# ****, rabbit, or squirrel hunt requested



## dadforson (Oct 5, 2007)

Looking for someone to guide/take 2 people on a hunt for some beginner/safe with guns- hunters this season. Will offer $100.00 to help with your time, hunting property, and know how. Like to hunt with dogs-flexible on location/dates. Just once or twice to try it.
Let me know if interested.


----------



## michhutr (Jan 16, 2009)

Give me a pm with Number and we'll talk. Maybe we 'll do a rabbit hunt with dogs or squirrel early. No charge. Maybe a chicken sub for lunch from subway if interested..

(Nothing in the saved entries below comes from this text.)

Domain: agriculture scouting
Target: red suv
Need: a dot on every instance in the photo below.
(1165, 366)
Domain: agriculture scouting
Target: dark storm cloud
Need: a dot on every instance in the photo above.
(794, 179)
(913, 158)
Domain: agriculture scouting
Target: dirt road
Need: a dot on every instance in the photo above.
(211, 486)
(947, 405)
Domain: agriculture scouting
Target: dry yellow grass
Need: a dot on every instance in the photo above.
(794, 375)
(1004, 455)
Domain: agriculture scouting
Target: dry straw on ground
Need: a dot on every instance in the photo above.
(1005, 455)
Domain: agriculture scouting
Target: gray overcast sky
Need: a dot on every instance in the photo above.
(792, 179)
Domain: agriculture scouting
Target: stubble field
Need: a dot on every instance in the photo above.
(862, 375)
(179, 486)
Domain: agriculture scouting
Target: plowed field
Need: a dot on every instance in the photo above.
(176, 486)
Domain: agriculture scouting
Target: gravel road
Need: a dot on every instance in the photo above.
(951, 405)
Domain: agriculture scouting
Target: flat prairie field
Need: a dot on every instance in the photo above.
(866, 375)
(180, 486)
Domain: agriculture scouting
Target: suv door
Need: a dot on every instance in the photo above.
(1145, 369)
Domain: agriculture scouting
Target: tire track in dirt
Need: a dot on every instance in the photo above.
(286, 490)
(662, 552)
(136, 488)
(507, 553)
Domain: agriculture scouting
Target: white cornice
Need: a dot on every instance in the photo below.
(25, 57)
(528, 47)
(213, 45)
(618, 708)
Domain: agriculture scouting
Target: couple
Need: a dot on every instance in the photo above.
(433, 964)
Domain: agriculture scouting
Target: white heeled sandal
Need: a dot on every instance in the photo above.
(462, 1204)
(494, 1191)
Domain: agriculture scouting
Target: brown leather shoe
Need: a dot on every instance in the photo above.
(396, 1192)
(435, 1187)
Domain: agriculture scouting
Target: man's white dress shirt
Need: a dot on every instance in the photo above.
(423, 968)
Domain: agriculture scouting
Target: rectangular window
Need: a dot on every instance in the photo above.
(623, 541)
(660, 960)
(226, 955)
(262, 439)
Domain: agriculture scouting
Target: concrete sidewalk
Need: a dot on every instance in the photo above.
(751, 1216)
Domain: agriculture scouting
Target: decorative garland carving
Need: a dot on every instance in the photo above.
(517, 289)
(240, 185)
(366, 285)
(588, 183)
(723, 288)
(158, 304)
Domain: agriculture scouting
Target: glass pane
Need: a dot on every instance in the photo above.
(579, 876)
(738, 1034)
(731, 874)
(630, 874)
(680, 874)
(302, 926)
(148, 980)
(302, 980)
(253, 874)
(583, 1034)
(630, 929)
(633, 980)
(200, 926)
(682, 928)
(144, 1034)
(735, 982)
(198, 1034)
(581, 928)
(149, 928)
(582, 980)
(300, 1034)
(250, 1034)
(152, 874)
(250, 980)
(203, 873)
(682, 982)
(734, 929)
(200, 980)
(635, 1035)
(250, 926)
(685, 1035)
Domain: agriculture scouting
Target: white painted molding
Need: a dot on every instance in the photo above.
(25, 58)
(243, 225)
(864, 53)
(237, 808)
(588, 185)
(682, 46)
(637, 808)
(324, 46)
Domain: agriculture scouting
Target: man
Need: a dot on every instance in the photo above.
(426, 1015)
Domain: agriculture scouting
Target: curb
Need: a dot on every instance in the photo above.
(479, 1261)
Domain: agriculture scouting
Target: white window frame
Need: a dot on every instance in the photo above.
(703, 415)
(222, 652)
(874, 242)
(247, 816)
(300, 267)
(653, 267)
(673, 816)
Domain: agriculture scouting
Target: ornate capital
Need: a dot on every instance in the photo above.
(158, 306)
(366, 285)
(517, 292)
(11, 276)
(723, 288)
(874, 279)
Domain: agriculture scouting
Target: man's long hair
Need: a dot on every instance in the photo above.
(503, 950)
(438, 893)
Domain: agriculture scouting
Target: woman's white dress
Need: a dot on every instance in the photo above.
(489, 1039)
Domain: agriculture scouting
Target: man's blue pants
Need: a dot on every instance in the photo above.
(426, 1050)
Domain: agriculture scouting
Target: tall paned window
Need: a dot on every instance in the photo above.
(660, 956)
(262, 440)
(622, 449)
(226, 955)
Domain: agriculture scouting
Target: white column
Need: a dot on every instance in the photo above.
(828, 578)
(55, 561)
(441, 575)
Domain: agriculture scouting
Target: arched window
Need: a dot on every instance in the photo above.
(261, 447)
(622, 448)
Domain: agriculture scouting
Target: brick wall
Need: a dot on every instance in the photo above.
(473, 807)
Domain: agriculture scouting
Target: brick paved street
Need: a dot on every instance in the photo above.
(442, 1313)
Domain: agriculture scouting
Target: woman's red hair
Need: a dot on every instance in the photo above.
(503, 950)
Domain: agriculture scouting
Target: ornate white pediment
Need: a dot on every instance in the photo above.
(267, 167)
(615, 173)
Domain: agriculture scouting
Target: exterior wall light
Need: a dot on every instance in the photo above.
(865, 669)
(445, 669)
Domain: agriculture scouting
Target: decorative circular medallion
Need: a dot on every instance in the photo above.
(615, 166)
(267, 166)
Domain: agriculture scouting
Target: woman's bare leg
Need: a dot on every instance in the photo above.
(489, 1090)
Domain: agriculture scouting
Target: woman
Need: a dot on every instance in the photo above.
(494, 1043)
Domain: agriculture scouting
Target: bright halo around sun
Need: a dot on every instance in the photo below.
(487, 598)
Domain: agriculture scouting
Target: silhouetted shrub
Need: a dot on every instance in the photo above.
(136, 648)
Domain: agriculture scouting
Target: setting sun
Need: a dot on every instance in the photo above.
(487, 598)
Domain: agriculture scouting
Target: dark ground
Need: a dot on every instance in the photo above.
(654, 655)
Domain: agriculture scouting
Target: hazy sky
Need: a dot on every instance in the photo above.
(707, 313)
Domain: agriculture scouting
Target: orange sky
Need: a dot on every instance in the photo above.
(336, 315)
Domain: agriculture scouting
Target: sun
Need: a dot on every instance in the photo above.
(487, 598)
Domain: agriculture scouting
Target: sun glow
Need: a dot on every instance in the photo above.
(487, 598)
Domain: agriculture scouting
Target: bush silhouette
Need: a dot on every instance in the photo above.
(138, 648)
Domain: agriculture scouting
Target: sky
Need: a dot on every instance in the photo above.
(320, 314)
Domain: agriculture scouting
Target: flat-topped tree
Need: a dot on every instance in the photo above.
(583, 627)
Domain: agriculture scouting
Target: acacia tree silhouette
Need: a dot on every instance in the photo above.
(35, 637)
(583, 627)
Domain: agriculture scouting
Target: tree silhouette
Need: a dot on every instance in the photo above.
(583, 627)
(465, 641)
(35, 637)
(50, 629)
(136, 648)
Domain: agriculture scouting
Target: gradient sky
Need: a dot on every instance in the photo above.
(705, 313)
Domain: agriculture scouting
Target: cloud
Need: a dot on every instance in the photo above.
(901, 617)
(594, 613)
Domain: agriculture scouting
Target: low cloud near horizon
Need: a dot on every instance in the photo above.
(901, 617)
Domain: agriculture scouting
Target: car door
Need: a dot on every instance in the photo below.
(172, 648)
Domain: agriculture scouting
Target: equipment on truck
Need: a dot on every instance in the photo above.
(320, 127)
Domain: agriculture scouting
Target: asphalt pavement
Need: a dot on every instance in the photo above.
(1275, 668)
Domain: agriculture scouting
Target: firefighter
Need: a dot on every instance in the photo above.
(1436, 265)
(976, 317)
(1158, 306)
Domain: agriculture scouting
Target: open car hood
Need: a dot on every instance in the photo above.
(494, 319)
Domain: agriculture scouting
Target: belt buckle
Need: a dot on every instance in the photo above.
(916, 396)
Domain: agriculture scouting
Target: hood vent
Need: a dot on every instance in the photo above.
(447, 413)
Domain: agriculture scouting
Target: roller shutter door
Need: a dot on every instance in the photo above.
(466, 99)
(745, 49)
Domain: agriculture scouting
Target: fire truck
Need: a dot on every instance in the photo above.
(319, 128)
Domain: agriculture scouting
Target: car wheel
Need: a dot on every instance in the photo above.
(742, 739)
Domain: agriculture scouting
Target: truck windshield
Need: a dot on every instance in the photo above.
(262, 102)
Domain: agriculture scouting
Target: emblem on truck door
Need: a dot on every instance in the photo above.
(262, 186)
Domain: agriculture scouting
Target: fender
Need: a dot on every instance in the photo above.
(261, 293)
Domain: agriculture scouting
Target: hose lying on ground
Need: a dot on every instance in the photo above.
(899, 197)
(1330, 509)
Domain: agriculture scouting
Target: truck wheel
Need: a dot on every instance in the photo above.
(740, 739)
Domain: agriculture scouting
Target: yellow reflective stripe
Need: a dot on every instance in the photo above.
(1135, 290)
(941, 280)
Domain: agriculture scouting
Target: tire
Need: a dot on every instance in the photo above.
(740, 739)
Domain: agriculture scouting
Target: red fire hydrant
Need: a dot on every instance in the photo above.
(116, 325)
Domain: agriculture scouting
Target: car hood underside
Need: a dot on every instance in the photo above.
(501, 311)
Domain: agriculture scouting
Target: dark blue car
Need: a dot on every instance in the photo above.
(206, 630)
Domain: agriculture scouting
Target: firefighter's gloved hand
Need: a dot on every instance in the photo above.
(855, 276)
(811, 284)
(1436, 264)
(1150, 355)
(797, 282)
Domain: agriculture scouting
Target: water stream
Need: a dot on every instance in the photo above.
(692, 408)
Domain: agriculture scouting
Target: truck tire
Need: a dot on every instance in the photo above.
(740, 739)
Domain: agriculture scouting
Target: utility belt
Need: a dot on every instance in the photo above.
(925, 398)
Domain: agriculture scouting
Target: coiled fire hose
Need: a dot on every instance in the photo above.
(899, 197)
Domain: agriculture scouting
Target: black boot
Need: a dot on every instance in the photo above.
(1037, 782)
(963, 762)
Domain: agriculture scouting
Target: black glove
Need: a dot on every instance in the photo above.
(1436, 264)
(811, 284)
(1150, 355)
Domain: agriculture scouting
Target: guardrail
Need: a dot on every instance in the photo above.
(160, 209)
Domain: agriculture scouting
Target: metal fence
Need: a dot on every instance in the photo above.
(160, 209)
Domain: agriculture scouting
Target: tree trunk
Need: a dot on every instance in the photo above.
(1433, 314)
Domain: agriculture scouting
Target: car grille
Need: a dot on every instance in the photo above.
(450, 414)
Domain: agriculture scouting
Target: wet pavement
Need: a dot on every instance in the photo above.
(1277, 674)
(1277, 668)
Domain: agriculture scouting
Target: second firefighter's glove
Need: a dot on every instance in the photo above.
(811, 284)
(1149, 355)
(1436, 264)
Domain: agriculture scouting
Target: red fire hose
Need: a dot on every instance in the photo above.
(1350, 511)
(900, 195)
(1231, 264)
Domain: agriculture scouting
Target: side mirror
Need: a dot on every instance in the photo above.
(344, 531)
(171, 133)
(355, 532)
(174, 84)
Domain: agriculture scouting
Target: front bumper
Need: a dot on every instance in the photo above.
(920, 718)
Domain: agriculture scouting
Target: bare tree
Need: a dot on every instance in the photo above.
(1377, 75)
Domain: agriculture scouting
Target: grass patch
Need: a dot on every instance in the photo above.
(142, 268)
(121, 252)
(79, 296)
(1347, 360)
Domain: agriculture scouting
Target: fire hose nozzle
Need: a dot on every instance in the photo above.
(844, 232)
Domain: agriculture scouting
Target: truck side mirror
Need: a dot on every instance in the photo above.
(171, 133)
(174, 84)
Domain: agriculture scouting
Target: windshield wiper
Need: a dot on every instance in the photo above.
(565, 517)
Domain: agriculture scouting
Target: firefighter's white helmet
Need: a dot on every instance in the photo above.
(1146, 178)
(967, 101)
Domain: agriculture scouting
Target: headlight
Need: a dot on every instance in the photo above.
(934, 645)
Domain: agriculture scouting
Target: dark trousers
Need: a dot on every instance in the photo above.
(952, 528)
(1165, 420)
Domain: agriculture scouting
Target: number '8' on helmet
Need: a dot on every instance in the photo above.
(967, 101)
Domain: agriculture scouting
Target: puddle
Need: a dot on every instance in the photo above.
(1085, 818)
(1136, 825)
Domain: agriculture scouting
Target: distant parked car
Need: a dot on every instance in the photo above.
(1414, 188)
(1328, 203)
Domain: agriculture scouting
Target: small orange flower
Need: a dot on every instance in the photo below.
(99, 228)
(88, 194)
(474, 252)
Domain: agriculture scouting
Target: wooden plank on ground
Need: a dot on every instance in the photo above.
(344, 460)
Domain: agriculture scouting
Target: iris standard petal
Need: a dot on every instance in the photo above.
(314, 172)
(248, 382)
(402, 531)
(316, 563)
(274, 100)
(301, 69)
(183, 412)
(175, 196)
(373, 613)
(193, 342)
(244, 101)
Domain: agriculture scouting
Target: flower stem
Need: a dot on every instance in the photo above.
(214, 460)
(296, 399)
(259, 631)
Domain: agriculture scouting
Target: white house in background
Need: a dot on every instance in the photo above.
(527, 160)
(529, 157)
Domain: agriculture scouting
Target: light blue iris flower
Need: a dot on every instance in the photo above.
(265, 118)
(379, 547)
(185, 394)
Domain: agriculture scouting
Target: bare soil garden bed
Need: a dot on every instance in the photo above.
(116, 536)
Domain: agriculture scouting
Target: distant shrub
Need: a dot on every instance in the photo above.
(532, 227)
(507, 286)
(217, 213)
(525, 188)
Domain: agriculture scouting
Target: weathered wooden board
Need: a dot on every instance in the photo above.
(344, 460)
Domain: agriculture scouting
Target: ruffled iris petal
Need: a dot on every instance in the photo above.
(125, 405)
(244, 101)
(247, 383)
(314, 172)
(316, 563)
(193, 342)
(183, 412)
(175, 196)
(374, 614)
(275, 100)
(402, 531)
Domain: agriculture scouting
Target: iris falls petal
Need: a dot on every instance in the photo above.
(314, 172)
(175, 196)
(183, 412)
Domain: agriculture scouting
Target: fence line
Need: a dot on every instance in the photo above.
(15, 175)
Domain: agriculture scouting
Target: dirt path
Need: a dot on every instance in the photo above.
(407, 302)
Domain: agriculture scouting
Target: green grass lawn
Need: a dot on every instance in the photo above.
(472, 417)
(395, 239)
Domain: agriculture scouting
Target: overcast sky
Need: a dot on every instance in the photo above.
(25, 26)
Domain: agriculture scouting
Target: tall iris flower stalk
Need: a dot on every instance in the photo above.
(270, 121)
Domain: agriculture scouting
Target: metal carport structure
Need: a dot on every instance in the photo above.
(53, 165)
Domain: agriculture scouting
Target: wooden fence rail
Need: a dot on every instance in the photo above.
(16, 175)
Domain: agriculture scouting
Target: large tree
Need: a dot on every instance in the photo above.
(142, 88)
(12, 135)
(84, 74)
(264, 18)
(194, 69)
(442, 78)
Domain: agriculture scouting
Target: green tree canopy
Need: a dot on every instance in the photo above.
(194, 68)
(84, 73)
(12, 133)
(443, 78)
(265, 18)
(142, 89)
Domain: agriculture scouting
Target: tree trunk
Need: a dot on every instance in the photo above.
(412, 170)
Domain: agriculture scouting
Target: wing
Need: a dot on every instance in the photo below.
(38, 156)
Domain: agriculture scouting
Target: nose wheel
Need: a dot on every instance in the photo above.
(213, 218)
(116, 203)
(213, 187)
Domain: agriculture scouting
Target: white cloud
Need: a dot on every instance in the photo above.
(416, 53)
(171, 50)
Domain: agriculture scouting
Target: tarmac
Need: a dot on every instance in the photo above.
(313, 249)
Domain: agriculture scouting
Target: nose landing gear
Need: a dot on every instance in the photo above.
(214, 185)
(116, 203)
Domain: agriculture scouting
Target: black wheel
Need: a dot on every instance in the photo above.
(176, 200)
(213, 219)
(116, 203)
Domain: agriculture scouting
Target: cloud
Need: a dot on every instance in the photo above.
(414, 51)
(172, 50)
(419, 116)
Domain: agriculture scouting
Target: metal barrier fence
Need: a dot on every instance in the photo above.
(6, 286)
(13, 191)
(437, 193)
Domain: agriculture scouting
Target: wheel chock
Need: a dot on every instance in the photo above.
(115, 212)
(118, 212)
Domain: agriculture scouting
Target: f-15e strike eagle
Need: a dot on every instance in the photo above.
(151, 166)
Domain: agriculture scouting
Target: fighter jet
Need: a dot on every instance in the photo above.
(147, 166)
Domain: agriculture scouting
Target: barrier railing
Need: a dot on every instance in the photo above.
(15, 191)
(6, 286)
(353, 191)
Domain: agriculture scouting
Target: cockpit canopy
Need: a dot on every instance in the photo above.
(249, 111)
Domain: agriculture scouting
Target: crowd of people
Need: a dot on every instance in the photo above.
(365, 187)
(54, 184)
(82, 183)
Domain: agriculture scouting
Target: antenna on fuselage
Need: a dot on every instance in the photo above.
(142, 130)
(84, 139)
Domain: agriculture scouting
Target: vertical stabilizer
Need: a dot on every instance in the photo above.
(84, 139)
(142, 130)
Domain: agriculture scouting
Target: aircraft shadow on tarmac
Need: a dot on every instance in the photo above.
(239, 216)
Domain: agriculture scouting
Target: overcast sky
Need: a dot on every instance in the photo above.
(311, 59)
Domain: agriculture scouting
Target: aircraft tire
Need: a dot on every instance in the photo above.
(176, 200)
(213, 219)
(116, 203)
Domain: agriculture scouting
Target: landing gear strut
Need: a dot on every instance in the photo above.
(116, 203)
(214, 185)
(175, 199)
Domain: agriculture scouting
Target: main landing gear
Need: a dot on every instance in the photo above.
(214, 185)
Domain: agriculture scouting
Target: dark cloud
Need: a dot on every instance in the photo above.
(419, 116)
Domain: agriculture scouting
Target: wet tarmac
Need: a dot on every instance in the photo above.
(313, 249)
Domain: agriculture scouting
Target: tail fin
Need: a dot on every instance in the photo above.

Always fun to get kids out.

David


----------



## Justin (Feb 21, 2005)

dadforson, see my post on squirrel camp below.


----------



## dadforson (Oct 5, 2007)

OK-thanks for your reply. Will go to your post now. Mark L.


----------



## junglecat (Jan 19, 2006)

Mark, 
Check out the Michigan Squirrel Dog Association forum. There is a thread in the forums that lists the hunt dates and locations for this season. Everyone is welcome to the hunts and occasionally we will have a few observers come along and enjoy watching the dogs go. Most of the time when we have a kid along with a cast they get to do the shooting. Its a good time and good food (potluck follows hunts).
Good luck this fall!
Dave


----------



## misupercooner (Nov 14, 2009)

If you can't find a coonhunter to tag alongwith give me a shout I'm sure the potlickers Ive got can tree ya a few


----------



## emason323 (Nov 9, 2007)

junglecat said:


> Mark,
> Check out the Michigan Squirrel Dog Association forum. There is a thread in the forums that lists the hunt dates and locations for this season. Everyone is welcome to the hunts and occasionally we will have a few observers come along and enjoy watching the dogs go. Most of the time when we have a kid along with a cast they get to do the shooting. Its a good time and good food (potluck follows hunts).
> Good luck this fall!
> Dave


+1 on that. I posted a request to hunt with their dogs and ended up on a hunt with a nice BMC. A little later i went on one of their group hunts and followed some Feists around. I can't say enough nice things about that group.


----------



## Petronius (Oct 13, 2010)

Bump for dadforson


----------



## No.4shot (Oct 22, 2002)

If you wanna make the trip to west side of the state I can take you out with my squirrel dog. Or come to a Michigan Squirrel Dog Association buddy hunt. I am an active member there as well.


----------